HMMG - Hospital e Maternidade Municipal de Guarulhos (SP) — Prova 2025
Em relação ao manejo do choque séptico, qual das alternativas abaixo é correta?
Choque séptico: reposição volêmica agressiva com cristaloides isotônicos + monitoramento hemodinâmico contínuo.
No choque séptico, a reposição volêmica inicial com cristaloides isotônicos é crucial para restaurar a perfusão tecidual. No entanto, deve ser guiada por monitoramento hemodinâmico contínuo para evitar sobrecarga hídrica e otimizar a resposta do paciente, ajustando o volume conforme a resposta.

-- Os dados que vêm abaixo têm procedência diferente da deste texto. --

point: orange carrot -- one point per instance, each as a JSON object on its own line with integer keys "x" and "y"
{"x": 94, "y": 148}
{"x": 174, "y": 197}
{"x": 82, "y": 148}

O choque séptico é uma condição grave e com alta mortalidade, caracterizada por sepse com disfunção circulatória e metabólica, resultando em hipoperfusão tecidual. O manejo precoce e agressivo é fundamental para melhorar o prognóstico, e a ressuscitação inicial deve seguir protocolos bem estabelecidos, como os da campanha Surviving Sepsis Campaign. Um dos pilares do tratamento é a reposição volêmica com soluções cristaloides isotônicas. Esta deve ser iniciada precocemente e de forma agressiva para corrigir a hipovolemia relativa e absoluta, restaurar a perfusão e otimizar o débito cardíaco. No entanto, a administração de fluidos não deve ser indiscriminada; é imperativo que seja acompanhada de monitoramento hemodinâmico contínuo. O monitoramento hemodinâmico permite avaliar a resposta do paciente à fluidoterapia, identificando aqueles que são responsivos a fluidos e evitando a sobrecarga hídrica, que pode levar a complicações como edema pulmonar e disfunção de órgãos. Parâmetros como pressão arterial média, frequência cardíaca, débito urinário, lactato sérico e, em pacientes mais graves, variáveis dinâmicas de responsividade a fluidos (como variação do volume sistólico) guiam a terapia, garantindo que o volume administrado seja o ideal para cada paciente.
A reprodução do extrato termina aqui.